Monday, February 21, 2011

Preparing Seniors for Independent Thinking through Leaderless Discussion

Last week, I had my students engage in a Leaderless (Student-Led) Discussion. I prepared the series of questions concerning the work we've been doing this year with Freud, Heart of Darkness, and most recently Kafka's Metamorphosis. When students arrived in class, I had desks arranged in two concentric circles, one inside the other, and I directed students to sit in either. At the start of class, I explained the ground rules and purpose of the exercise: Everyone speaks, listen first, ask interesting questions, keep the conversation going. All students prepped for five minutes by annotating questions from the list that interested them and finding one quote in Freud, Kafka, or Conrad that they could read aloud to the group for discussion. Students in the outside circle were given a grid to keep track of which students in the inner circle initiated topics, responded, or asked questions. After fifteen minutes, students on the inside would switch with those on the outside and continue. The teacher and those in the outer circle were to remain silent. At the end of class, we would all debrief and students were to use their individual class blogs that night to respond to any topic discussed or to comment on the process itself.

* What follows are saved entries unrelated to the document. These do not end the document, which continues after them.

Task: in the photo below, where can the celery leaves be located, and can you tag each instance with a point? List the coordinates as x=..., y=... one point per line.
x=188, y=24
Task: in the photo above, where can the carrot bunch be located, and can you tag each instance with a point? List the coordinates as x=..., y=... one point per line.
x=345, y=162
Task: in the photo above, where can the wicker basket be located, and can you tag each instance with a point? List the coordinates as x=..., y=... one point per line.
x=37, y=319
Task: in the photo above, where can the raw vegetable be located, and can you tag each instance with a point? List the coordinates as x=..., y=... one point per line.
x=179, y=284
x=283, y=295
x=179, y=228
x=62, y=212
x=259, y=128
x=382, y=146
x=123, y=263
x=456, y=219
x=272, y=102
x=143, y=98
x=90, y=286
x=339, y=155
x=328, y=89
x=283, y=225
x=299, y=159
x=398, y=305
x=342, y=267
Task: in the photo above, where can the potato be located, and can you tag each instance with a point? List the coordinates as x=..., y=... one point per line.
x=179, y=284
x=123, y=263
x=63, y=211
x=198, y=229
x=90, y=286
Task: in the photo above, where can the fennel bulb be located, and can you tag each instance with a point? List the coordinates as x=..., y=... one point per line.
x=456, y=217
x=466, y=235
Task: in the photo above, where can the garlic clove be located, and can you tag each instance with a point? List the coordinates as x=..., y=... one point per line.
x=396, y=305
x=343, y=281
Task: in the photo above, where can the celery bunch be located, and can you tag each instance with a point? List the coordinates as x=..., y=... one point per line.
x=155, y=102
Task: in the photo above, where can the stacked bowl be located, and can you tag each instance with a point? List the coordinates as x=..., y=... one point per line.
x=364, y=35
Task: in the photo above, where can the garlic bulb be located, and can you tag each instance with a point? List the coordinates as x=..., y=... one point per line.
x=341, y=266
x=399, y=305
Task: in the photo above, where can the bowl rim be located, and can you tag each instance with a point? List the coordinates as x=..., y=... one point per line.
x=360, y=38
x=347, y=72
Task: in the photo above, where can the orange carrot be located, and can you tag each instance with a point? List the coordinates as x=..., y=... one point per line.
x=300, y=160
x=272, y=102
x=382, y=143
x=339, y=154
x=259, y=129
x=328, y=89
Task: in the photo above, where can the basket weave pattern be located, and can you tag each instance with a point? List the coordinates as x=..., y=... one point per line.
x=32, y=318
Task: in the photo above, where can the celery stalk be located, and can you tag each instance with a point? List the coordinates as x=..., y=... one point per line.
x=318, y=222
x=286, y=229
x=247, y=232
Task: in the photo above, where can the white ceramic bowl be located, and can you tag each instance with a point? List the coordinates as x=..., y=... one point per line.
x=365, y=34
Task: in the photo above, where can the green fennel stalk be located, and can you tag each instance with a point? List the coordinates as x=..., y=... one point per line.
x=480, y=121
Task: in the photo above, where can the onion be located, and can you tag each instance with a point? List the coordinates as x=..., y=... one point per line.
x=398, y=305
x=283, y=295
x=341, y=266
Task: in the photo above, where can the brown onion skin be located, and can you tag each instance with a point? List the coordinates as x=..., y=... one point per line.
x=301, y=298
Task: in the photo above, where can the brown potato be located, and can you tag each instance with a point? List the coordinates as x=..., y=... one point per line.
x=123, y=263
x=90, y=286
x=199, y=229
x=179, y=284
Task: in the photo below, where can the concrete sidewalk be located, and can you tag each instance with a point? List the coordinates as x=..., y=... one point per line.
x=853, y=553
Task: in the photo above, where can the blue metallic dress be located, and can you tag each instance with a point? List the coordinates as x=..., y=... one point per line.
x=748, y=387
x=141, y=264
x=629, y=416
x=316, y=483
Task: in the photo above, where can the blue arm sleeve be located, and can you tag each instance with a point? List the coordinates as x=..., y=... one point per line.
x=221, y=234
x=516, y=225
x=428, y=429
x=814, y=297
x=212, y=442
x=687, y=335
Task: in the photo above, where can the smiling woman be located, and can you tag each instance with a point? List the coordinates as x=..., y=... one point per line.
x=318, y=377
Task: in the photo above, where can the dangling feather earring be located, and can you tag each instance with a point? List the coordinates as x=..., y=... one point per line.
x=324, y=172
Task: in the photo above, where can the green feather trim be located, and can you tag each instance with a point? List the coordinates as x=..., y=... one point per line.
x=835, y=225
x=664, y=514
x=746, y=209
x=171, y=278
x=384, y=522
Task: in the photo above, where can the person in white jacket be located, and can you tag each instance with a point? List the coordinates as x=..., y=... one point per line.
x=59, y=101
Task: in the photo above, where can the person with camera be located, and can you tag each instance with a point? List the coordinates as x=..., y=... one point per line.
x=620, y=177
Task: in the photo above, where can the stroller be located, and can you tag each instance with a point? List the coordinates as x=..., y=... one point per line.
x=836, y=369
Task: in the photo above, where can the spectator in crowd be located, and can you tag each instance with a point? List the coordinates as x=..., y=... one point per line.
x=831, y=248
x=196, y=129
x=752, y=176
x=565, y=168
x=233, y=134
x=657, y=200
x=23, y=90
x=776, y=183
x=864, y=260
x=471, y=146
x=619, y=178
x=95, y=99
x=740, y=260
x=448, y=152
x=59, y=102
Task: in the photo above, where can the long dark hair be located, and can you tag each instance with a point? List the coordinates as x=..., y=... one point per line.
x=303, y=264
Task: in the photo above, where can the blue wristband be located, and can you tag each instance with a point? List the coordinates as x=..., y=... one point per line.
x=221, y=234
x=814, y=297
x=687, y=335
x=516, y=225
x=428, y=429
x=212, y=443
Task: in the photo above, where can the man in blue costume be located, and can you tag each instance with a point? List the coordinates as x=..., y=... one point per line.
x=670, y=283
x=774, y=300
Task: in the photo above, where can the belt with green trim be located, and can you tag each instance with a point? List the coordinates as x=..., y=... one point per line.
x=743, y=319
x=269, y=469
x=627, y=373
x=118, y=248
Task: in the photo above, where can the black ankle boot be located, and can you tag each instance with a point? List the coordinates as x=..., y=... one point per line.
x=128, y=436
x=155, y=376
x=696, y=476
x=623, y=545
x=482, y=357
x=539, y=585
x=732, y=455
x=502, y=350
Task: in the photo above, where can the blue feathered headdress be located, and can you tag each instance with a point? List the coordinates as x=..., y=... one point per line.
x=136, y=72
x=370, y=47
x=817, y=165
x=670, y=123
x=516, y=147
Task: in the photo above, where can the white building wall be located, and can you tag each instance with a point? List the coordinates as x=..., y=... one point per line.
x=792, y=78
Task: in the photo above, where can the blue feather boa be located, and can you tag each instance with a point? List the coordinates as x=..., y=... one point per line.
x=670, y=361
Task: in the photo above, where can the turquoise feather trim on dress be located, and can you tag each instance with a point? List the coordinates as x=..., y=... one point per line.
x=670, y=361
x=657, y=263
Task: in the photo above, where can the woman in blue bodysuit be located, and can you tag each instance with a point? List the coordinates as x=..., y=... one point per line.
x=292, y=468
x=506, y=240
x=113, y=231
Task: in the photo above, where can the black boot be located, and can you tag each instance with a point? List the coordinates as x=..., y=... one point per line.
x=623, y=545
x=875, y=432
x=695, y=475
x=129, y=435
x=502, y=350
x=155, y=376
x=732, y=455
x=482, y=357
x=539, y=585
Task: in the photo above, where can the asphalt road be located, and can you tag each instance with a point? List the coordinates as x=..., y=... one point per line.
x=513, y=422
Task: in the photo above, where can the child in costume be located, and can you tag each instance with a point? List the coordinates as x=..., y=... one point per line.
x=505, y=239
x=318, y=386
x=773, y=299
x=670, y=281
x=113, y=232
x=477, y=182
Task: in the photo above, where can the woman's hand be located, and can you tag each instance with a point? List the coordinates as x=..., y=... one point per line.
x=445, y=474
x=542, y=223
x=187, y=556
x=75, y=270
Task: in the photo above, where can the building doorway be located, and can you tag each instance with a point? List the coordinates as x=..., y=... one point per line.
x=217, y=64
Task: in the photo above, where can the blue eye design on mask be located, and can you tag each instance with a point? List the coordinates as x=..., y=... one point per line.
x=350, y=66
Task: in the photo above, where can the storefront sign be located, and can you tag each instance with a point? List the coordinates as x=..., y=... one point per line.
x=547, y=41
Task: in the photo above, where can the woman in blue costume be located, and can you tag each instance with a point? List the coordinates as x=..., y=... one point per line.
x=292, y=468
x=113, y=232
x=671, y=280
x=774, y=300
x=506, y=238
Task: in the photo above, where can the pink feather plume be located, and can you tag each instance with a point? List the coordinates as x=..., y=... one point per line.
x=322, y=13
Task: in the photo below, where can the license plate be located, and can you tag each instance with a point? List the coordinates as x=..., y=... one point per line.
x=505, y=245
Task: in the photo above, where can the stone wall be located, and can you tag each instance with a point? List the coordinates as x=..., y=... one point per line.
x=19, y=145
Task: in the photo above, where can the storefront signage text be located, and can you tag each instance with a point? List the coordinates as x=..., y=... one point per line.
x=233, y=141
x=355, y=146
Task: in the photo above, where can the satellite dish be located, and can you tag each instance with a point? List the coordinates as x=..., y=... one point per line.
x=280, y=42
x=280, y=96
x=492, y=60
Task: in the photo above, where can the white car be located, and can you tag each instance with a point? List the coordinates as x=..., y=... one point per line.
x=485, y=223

  The excercise went well, though always unpredictably, and students were lively and engaged, with only a few awkward pauses. Afterwards, students were enthusiastic about the process and quite articulate about the implications for independence from the teacher and peer-to-peer learning. Many of the student blogs explored the philosophy of letting students self-direct their own discussions and learning, with some worrying about the open-endedness and directionlessness of such conversations. Overall, everyone agreed we would experiment further as second semester seniors moved toward graduation.
    This is the third year I have used such discussions and they continue to energize second semester seniors and give them a new measure of freedom from teacher-dominated Socratic discussions. I hope to drive home the points that they have a growing ability to self-regulate, self-direct, and share learning in their own student community. I emphasize, and hope they remember, to help actualize such learning experiences next year in college and to shift from receptive-regurgition models to self-directed, constructivist ones.